UCS hosts run an embedded observability stack (Grafana / Loki / Tempo / Prometheus / OpenTelemetry Collector). Applications should ship metrics, logs, and traces to the local OpenTelemetry Collector, which forwards each signal to the appropriate backend.

For the operator-facing overview, see Observability.

Endpoints

The OpenTelemetry Collector listens locally on:

EndpointProtocolUse it for
localhost:4317OTLP / gRPCServer-side apps with an OTel SDK
localhost:4318OTLP / HTTPServer-side apps that prefer HTTP, or curl/manual sends
https://<host>/otel/v1/*OTLP / HTTPSExternal clients (browsers, mobile apps) — routed through Traefik

All three accept all three signals (traces, metrics, logs).
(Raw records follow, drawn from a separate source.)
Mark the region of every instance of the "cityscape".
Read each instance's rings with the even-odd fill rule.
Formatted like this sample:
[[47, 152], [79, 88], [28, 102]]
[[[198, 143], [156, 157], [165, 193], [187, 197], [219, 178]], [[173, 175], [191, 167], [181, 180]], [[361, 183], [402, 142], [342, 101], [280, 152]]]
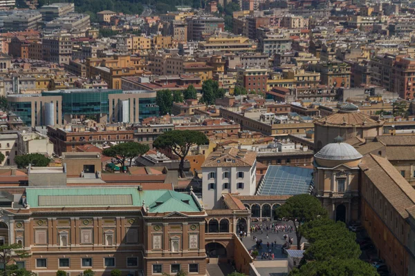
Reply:
[[0, 0], [0, 275], [415, 276], [415, 2]]

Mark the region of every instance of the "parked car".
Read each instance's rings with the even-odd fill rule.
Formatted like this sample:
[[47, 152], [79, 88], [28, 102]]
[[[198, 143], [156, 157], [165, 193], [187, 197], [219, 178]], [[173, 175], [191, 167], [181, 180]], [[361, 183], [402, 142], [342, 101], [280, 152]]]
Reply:
[[375, 246], [374, 246], [371, 244], [365, 244], [364, 246], [360, 246], [360, 250], [369, 250], [369, 249], [374, 249], [375, 248]]
[[371, 264], [372, 266], [374, 266], [374, 268], [380, 268], [381, 266], [385, 266], [385, 263], [382, 261], [379, 261], [379, 262], [374, 262]]
[[349, 228], [352, 232], [360, 232], [363, 230], [363, 227], [360, 226], [353, 226]]

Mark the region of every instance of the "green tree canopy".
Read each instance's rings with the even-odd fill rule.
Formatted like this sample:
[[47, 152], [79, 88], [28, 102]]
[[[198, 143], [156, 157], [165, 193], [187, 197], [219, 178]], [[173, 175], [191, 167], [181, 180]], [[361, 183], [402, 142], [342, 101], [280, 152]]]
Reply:
[[34, 167], [46, 167], [50, 163], [50, 159], [40, 153], [29, 153], [15, 156], [15, 163], [19, 168], [28, 168], [29, 164]]
[[197, 99], [197, 91], [194, 86], [190, 84], [183, 92], [185, 99]]
[[164, 132], [153, 142], [153, 146], [159, 149], [168, 149], [180, 158], [179, 173], [184, 177], [185, 158], [194, 146], [204, 145], [209, 140], [204, 133], [195, 130], [172, 130]]
[[246, 89], [243, 86], [235, 86], [234, 89], [234, 95], [239, 96], [248, 94]]
[[[12, 252], [15, 253], [12, 255]], [[24, 268], [19, 268], [15, 264], [8, 264], [13, 261], [15, 257], [27, 258], [29, 254], [21, 249], [21, 246], [18, 244], [4, 244], [0, 246], [0, 264], [3, 264], [3, 275], [19, 275], [19, 276], [29, 276], [32, 275], [32, 273]]]
[[125, 161], [127, 159], [129, 159], [129, 166], [131, 166], [133, 158], [144, 155], [149, 150], [149, 147], [147, 145], [137, 142], [127, 142], [106, 148], [102, 151], [102, 154], [109, 157], [116, 159], [121, 164], [122, 170], [124, 171]]
[[358, 259], [331, 259], [325, 262], [308, 262], [290, 276], [378, 276], [370, 264]]
[[214, 104], [215, 99], [225, 96], [225, 91], [219, 88], [219, 83], [213, 79], [208, 79], [202, 84], [202, 103], [211, 105]]
[[290, 197], [275, 213], [280, 218], [286, 218], [294, 224], [295, 235], [297, 236], [297, 248], [301, 248], [302, 233], [299, 231], [299, 224], [316, 219], [320, 217], [326, 217], [327, 211], [322, 206], [322, 204], [315, 197], [308, 195], [297, 195]]
[[183, 95], [181, 91], [173, 91], [173, 101], [175, 103], [183, 102]]
[[168, 89], [157, 91], [156, 102], [158, 106], [160, 115], [172, 113], [172, 103], [173, 103], [172, 91]]

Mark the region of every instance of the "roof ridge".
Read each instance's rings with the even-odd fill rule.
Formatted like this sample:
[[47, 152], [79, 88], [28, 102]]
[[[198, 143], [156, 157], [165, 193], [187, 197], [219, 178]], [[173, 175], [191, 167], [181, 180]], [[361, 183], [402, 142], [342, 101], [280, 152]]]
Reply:
[[[402, 186], [401, 186], [401, 185], [400, 185], [399, 183], [398, 183], [398, 182], [396, 181], [396, 180], [395, 177], [394, 177], [392, 175], [391, 175], [391, 174], [389, 173], [389, 171], [387, 171], [387, 170], [385, 170], [385, 169], [384, 169], [384, 167], [383, 167], [382, 164], [380, 164], [380, 160], [382, 160], [382, 159], [383, 159], [383, 160], [386, 160], [386, 161], [388, 161], [389, 164], [391, 164], [391, 163], [390, 163], [390, 162], [389, 162], [389, 161], [388, 161], [388, 160], [387, 160], [386, 158], [382, 158], [382, 157], [380, 157], [380, 156], [375, 155], [374, 155], [373, 153], [369, 153], [369, 155], [370, 155], [370, 156], [372, 157], [372, 159], [373, 159], [375, 161], [375, 162], [376, 162], [376, 164], [378, 164], [378, 165], [379, 165], [379, 166], [383, 169], [383, 170], [385, 171], [385, 172], [386, 172], [386, 174], [387, 174], [387, 175], [388, 175], [389, 177], [390, 177], [390, 179], [392, 179], [392, 181], [394, 181], [394, 183], [396, 184], [396, 186], [397, 186], [398, 187], [399, 187], [399, 188], [400, 189], [400, 190], [401, 190], [401, 191], [402, 191], [402, 192], [403, 192], [404, 194], [405, 194], [405, 195], [407, 195], [407, 197], [408, 197], [408, 198], [409, 198], [409, 199], [411, 199], [411, 201], [412, 201], [414, 204], [415, 204], [415, 197], [412, 197], [412, 195], [415, 195], [415, 190], [412, 190], [411, 191], [411, 192], [414, 192], [414, 193], [407, 193], [407, 191], [405, 191], [404, 189], [403, 189], [403, 187], [402, 187]], [[391, 164], [391, 166], [392, 166], [392, 167], [394, 167], [394, 166], [393, 166], [393, 165], [392, 165]], [[394, 167], [394, 170], [396, 170], [396, 169], [395, 168], [395, 167]], [[398, 172], [398, 171], [396, 171], [396, 172]], [[400, 177], [403, 178], [403, 177], [402, 175], [400, 175]], [[408, 184], [408, 185], [409, 185], [409, 186], [410, 186], [409, 183], [408, 181], [407, 181], [407, 180], [406, 180], [405, 178], [403, 178], [403, 179], [405, 181], [405, 182], [406, 182], [406, 183], [407, 183], [407, 184]], [[412, 188], [412, 187], [411, 187], [411, 188]], [[412, 194], [413, 194], [413, 195], [412, 195]]]

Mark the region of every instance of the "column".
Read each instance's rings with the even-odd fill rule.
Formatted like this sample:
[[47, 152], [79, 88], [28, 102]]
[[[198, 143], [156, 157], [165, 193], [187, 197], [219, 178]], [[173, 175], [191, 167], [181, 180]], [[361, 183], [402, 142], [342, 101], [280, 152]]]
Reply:
[[169, 246], [169, 224], [164, 222], [163, 224], [163, 253], [167, 253], [170, 250]]
[[[15, 221], [13, 219], [10, 219], [9, 221], [9, 244], [15, 243], [16, 243], [15, 239]], [[24, 244], [22, 244], [21, 247], [24, 247]]]
[[331, 219], [335, 221], [335, 205], [332, 203], [332, 210], [331, 210]]

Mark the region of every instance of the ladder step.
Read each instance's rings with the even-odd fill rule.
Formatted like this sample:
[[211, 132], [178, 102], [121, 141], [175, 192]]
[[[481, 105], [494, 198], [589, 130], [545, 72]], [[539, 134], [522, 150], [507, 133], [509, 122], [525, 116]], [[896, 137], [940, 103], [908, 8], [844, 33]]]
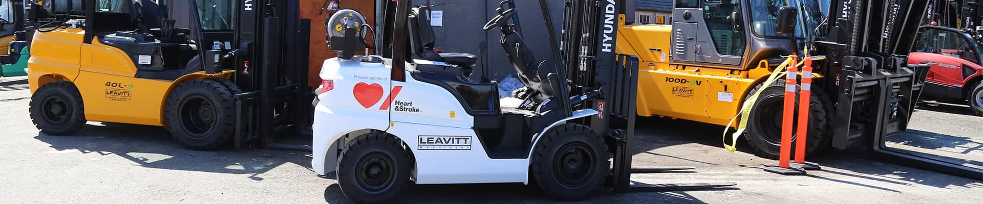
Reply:
[[631, 192], [663, 192], [679, 190], [699, 190], [716, 187], [726, 187], [736, 185], [735, 182], [693, 182], [693, 183], [660, 183], [660, 184], [631, 184], [628, 191]]
[[657, 174], [672, 171], [693, 170], [695, 167], [644, 167], [632, 168], [631, 174]]

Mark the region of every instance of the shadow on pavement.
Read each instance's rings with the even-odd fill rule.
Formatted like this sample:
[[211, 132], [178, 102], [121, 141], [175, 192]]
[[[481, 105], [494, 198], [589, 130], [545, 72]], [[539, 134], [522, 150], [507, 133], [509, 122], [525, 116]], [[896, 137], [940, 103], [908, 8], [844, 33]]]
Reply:
[[[719, 188], [714, 190], [734, 190]], [[352, 203], [337, 183], [324, 188], [327, 203]], [[404, 203], [560, 203], [550, 199], [536, 186], [522, 183], [419, 184], [403, 193]], [[603, 191], [589, 200], [563, 203], [706, 203], [685, 192]]]
[[194, 151], [181, 147], [160, 127], [102, 123], [87, 124], [76, 135], [53, 136], [39, 133], [35, 139], [58, 151], [77, 150], [83, 154], [115, 155], [145, 168], [248, 175], [262, 180], [261, 174], [294, 163], [311, 167], [310, 153], [263, 149]]
[[[671, 160], [684, 160], [689, 161], [697, 166], [720, 166], [721, 164], [714, 163], [712, 161], [701, 161], [693, 158], [682, 158], [676, 156], [669, 156], [660, 153], [649, 152], [651, 150], [680, 145], [680, 144], [702, 144], [707, 146], [719, 147], [720, 149], [709, 149], [710, 151], [725, 151], [723, 149], [722, 136], [723, 133], [723, 127], [716, 125], [708, 125], [703, 123], [689, 122], [684, 120], [671, 120], [667, 118], [639, 118], [637, 125], [637, 132], [635, 136], [635, 147], [632, 149], [632, 154], [650, 154], [659, 156], [663, 159]], [[730, 129], [728, 133], [733, 132]], [[902, 132], [902, 134], [907, 134], [910, 136], [951, 136], [943, 135], [933, 132], [920, 131], [920, 130], [909, 130], [907, 132]], [[894, 139], [896, 136], [889, 137]], [[728, 142], [729, 142], [729, 138]], [[899, 139], [899, 138], [898, 138]], [[955, 140], [960, 140], [955, 138]], [[972, 143], [973, 141], [968, 141], [968, 138], [962, 137], [961, 144]], [[957, 142], [958, 143], [958, 142]], [[936, 144], [943, 145], [943, 144]], [[952, 144], [950, 144], [952, 145]], [[983, 148], [983, 144], [975, 145], [976, 147], [971, 149], [979, 150]], [[747, 145], [747, 142], [741, 138], [737, 142], [737, 151], [744, 152], [747, 154], [754, 154], [754, 151]], [[713, 152], [708, 152], [712, 154]], [[758, 158], [760, 159], [760, 158]], [[833, 174], [841, 177], [853, 177], [858, 178], [868, 179], [872, 182], [859, 183], [842, 179], [831, 178], [828, 177], [814, 177], [815, 178], [825, 179], [830, 181], [841, 182], [846, 184], [852, 184], [863, 187], [871, 187], [880, 190], [897, 192], [897, 190], [881, 187], [877, 185], [877, 182], [893, 183], [893, 184], [909, 184], [908, 182], [915, 182], [919, 184], [941, 187], [945, 188], [950, 185], [965, 186], [965, 187], [983, 187], [983, 182], [978, 180], [972, 180], [968, 178], [963, 178], [959, 177], [945, 175], [941, 173], [929, 172], [909, 167], [897, 166], [893, 164], [886, 164], [877, 161], [876, 158], [870, 156], [870, 154], [864, 152], [861, 148], [856, 148], [847, 151], [835, 151], [827, 150], [820, 153], [819, 155], [809, 156], [807, 161], [817, 162], [824, 168], [829, 167], [836, 170], [825, 169], [822, 172]], [[966, 161], [966, 160], [960, 160]], [[778, 161], [774, 161], [777, 163]], [[975, 162], [975, 161], [971, 161]], [[977, 164], [978, 162], [972, 163]], [[745, 165], [745, 166], [755, 166]], [[699, 172], [699, 168], [696, 170]], [[779, 177], [779, 176], [776, 176]]]
[[[918, 147], [934, 151], [947, 151], [955, 154], [968, 154], [974, 151], [983, 152], [983, 142], [974, 141], [972, 140], [971, 137], [954, 136], [950, 134], [922, 131], [917, 129], [908, 129], [907, 131], [888, 136], [888, 141], [905, 146]], [[952, 149], [965, 149], [965, 150], [948, 151], [945, 149], [940, 149], [943, 147]], [[974, 162], [975, 163], [974, 165], [983, 166], [983, 163], [980, 163], [978, 161], [969, 161], [969, 162]]]

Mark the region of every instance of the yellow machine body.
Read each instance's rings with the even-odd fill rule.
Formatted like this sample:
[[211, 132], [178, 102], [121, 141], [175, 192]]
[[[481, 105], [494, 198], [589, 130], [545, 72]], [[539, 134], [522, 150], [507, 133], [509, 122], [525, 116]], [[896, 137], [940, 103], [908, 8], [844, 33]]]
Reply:
[[774, 69], [767, 62], [753, 68], [670, 63], [672, 26], [623, 25], [616, 49], [639, 57], [639, 116], [726, 126]]
[[193, 79], [228, 78], [234, 72], [208, 75], [202, 71], [176, 80], [138, 78], [130, 55], [98, 39], [84, 43], [85, 32], [66, 28], [35, 32], [28, 76], [31, 93], [51, 81], [75, 83], [88, 121], [163, 126], [167, 97], [177, 85]]

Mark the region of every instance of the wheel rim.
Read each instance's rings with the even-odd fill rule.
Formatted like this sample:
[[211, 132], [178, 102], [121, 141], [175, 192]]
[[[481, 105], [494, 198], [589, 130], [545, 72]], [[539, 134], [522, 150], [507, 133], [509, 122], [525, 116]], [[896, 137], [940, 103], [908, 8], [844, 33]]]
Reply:
[[764, 136], [762, 138], [772, 144], [781, 144], [781, 118], [784, 113], [784, 97], [771, 95], [763, 98], [755, 105], [761, 110], [754, 113], [752, 123], [756, 123], [758, 132]]
[[983, 108], [983, 91], [976, 91], [976, 107]]
[[568, 187], [586, 184], [594, 173], [594, 153], [583, 142], [564, 145], [553, 158], [556, 180]]
[[181, 125], [194, 138], [205, 137], [216, 122], [217, 112], [211, 101], [202, 95], [191, 95], [181, 103]]
[[72, 116], [72, 103], [69, 103], [68, 98], [61, 94], [55, 94], [44, 99], [41, 103], [42, 116], [44, 120], [54, 126], [61, 126], [68, 123], [70, 116]]
[[355, 169], [355, 179], [359, 186], [372, 192], [382, 191], [392, 185], [396, 178], [396, 165], [392, 158], [372, 153], [359, 160]]

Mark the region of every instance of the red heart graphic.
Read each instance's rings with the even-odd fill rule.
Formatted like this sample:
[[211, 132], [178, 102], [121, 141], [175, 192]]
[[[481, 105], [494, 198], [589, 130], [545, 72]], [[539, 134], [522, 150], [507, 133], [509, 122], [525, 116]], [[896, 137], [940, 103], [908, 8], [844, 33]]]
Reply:
[[382, 85], [378, 83], [365, 83], [359, 82], [355, 84], [355, 88], [352, 89], [352, 94], [355, 95], [355, 100], [362, 104], [362, 107], [372, 107], [382, 99]]

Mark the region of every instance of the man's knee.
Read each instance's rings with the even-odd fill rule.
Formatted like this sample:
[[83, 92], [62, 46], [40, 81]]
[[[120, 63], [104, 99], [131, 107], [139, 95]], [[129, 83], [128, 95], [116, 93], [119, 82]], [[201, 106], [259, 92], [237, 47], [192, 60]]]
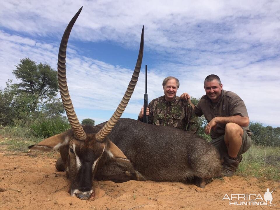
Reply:
[[225, 125], [225, 133], [227, 134], [239, 134], [241, 136], [244, 132], [243, 129], [239, 125], [233, 123], [229, 123]]

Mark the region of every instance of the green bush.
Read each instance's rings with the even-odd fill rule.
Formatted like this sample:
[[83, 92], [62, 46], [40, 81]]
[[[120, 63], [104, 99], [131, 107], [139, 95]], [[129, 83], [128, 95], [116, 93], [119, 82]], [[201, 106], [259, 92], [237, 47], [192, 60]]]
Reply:
[[45, 138], [62, 133], [70, 128], [68, 120], [61, 117], [43, 119], [34, 122], [30, 126], [34, 135]]
[[94, 120], [92, 120], [90, 118], [84, 119], [82, 121], [82, 125], [88, 125], [93, 126], [95, 123], [95, 121]]

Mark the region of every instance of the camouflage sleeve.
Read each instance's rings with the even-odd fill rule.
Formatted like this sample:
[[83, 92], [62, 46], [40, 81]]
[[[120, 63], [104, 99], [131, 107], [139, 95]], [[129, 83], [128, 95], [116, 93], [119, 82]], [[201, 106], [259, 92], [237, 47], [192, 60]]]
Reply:
[[186, 130], [191, 131], [193, 133], [196, 133], [198, 130], [198, 118], [195, 115], [194, 110], [190, 104], [188, 103], [186, 106], [188, 122]]

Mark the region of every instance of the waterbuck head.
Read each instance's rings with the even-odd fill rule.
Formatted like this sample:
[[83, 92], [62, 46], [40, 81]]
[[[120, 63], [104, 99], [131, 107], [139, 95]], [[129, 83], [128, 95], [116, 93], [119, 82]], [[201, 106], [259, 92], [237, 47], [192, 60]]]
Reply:
[[82, 8], [82, 7], [65, 30], [60, 47], [57, 63], [60, 95], [71, 129], [44, 139], [37, 144], [30, 146], [29, 148], [41, 151], [59, 149], [61, 157], [57, 162], [57, 169], [59, 171], [66, 171], [71, 182], [71, 195], [85, 200], [94, 194], [92, 181], [99, 162], [101, 165], [108, 159], [115, 158], [130, 163], [123, 152], [106, 136], [120, 117], [135, 88], [143, 56], [144, 27], [134, 71], [127, 89], [116, 111], [101, 129], [95, 126], [83, 127], [76, 115], [68, 91], [65, 60], [70, 33]]

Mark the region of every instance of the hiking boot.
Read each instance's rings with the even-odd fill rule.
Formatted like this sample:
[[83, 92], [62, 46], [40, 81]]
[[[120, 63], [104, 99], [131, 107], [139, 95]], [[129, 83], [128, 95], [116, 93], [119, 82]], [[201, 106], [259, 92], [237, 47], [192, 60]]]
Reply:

HTTP paths for the OTLP/HTTP endpoint are standard:

  • POST /v1/traces
  • POST /v1/metrics
  • POST /v1/logs

The Traefik route strips the /otel prefix before forwarding, so POST /otel/v1/traces is forwarded as POST /v1/traces to the local collector.

Signal → backend routing

The collector's pipelines (defined in /etc/otelcol-contrib/config.yaml) route each signal as follows:

SignalOTLP pathBackendWhere to view
Traces/v1/tracesTempoGrafana → Explore → Tempo
Metrics/v1/metricsPrometheusGrafana → Explore → Prometheus (via remote-write)
Logs/v1/logsLokiGrafana → Explore → Loki

Use the same single endpoint regardless of signal type — the collector demultiplexes by the HTTP path or gRPC method.

Instrumenting an application

Python

Install the OTel SDK and OTLP exporter:

pip install opentelemetry-api opentelemetry-sdk opentelemetry-exporter-otlp

Minimal example — emit a trace from a Python service:

from opentelemetry import trace
from opentelemetry.sdk.resources import Resource
from opentelemetry.sdk.trace import TracerProvider
from opentelemetry.sdk.trace.export import BatchSpanProcessor
from opentelemetry.exporter.otlp.proto.grpc.trace_exporter import OTLPSpanExporter

resource = Resource.create({"service.name": "ucs-api"})
provider = TracerProvider(resource=resource)
provider.add_span_processor(
BatchSpanProcessor(OTLPSpanExporter(endpoint="http://localhost:4317", insecure=True))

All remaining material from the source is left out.